Recently, a leading multi-channel retailer engaged in a landing page test that sacrificed thousands of dollars and compromised plenty of ROI. The retailer’s fatal flaw? Relying solely on the almighty conversion rate.
The retailer tested two landing pages for its #1 keyword, “red jackets.” The first was a product list page featuring only red jackets; we’ll call this “The Red Page.” The second, “The Promo Page,” displayed an attractive young person modeling a jacket (not red), with a “Save $15 on orders over $100” promotion.
The search engine marketing team alternated “The Red Page” and “The Promo Page” for all keywords in their Google “red jacket” campaign. Two weeks later, in an executive meeting, the search engine marketing manager boasted about the results.
“The Red Page proved to be the winner in our landing-page test with a 21% higher conversion rate than our Promo Page,” the manager said.
The announcement of the test results prompted smiles, “good jobs,” and other congratulatory verbal and non-verbal reactions by executives; none of whom fully realized they had just been duped by the misleading nature of the conversion rate.

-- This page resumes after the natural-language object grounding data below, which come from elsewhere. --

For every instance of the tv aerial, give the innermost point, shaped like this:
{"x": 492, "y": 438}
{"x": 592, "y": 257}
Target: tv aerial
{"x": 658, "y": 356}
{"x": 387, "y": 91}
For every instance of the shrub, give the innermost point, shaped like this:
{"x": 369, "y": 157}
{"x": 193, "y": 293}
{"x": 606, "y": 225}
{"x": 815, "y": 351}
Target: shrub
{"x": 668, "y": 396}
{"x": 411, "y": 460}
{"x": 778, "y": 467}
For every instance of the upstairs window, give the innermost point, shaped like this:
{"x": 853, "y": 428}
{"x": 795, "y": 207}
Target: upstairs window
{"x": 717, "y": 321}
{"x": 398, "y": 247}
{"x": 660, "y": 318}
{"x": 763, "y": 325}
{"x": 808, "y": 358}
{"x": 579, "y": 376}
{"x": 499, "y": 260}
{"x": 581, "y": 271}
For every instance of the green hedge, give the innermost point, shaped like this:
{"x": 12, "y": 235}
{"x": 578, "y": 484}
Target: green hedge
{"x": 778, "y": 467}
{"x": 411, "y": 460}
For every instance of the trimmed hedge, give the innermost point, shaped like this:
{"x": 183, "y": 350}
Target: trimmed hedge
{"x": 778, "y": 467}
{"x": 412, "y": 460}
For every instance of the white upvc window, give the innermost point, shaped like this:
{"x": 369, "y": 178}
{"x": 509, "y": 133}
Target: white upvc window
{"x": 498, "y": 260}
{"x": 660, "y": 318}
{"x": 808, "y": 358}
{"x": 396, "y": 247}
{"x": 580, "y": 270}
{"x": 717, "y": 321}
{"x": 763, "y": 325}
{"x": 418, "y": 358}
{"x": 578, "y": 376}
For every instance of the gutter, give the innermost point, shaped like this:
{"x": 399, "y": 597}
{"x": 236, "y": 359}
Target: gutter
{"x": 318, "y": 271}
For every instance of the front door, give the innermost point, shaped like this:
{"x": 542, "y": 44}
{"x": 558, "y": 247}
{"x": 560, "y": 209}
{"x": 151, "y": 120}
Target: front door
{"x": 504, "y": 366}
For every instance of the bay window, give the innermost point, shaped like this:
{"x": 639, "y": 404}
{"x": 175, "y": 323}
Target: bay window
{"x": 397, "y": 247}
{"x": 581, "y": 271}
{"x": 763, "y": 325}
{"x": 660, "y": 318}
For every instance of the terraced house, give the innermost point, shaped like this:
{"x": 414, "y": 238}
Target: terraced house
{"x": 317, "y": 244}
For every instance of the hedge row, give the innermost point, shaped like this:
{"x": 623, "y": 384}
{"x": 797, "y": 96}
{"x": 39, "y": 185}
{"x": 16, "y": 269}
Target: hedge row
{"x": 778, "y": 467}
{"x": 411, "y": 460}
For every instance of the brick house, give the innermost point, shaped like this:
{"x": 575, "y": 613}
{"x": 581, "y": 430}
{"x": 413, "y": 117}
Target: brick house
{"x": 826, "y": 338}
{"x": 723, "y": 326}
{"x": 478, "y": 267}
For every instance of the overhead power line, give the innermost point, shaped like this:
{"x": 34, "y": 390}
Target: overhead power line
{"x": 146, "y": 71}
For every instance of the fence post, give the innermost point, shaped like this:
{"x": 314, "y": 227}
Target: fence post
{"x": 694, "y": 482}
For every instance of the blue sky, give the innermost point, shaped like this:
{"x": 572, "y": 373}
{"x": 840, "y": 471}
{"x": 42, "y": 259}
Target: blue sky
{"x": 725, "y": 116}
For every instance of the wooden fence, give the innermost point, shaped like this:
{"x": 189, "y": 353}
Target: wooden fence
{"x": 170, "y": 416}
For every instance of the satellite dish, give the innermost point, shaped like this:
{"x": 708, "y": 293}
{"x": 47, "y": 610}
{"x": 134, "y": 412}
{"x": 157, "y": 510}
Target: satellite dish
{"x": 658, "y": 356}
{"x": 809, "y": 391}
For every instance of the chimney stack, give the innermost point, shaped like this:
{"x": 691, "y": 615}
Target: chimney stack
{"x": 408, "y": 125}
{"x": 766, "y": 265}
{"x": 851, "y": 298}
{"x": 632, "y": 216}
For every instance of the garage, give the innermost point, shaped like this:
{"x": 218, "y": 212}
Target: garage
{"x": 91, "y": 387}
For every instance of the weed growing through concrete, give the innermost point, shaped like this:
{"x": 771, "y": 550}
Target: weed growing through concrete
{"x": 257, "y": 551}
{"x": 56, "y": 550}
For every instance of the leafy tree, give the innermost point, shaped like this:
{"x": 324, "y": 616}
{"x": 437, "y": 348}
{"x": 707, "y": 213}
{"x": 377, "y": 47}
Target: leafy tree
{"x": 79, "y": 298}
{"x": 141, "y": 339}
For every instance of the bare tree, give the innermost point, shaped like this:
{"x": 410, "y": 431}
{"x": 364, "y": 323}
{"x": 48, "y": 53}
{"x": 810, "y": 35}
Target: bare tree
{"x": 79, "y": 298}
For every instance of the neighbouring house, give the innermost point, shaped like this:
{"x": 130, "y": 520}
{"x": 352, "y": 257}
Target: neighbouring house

Conversion rates are one of the most measured and optimized metrics in search marketing, and for good reason. A conversion rate is the percentage of visitors that result in a sale. So when a conversion rate improves, it is logical to assume that the ultimate metric, ROI, will also improve. Well, not so fast.
As a search engine marketing professional, I face situations like this all the time. Clients and other online marketers place too much emphasis on conversion rates when measuring performance. But conversion rates aren’t always king; king being defined as an “absolute ruler.” It is not absolutely guaranteed that one landing page, text ad, or other marketing component is performing better than another solely based on conversion rates.
While excited over the success of “The Red Page,” search engine marketer X neglected other factors that affect campaign success like traffic, revenue, average order value (AOV), earnings per click (EPC), and ROI.
Some visitors arrived on “The Red Page,” found a red jacket which retailed for $50, and went through the checkout process. Others landed on “The Promo Page,” found a red jacket for $50, and noticed the additional incentive, which offered $15 off of orders over $100.
The data below illustrates how other factors play a considerable role in search marketing performance. Had search engine marketer X considered more than conversion rates, the retailer would have maximized ROI and revenue.
Red Page: 2.3% Conversion Rate
Promo Page: 1.9% Conversion Rate
Lifetime value aside, the “Promo Page” is the true king in this test. If the retailer actually stopped testing the “Promo Page,” it would have forfeited $35 in AOV, $0.47 earnings per click, and a landing page that provided a 39% higher ROI. Not good at all.
Online marketers need to look at e-commerce conversion rates not as the sole performance indicator, but include it in a balanced scorecard that measures true online success.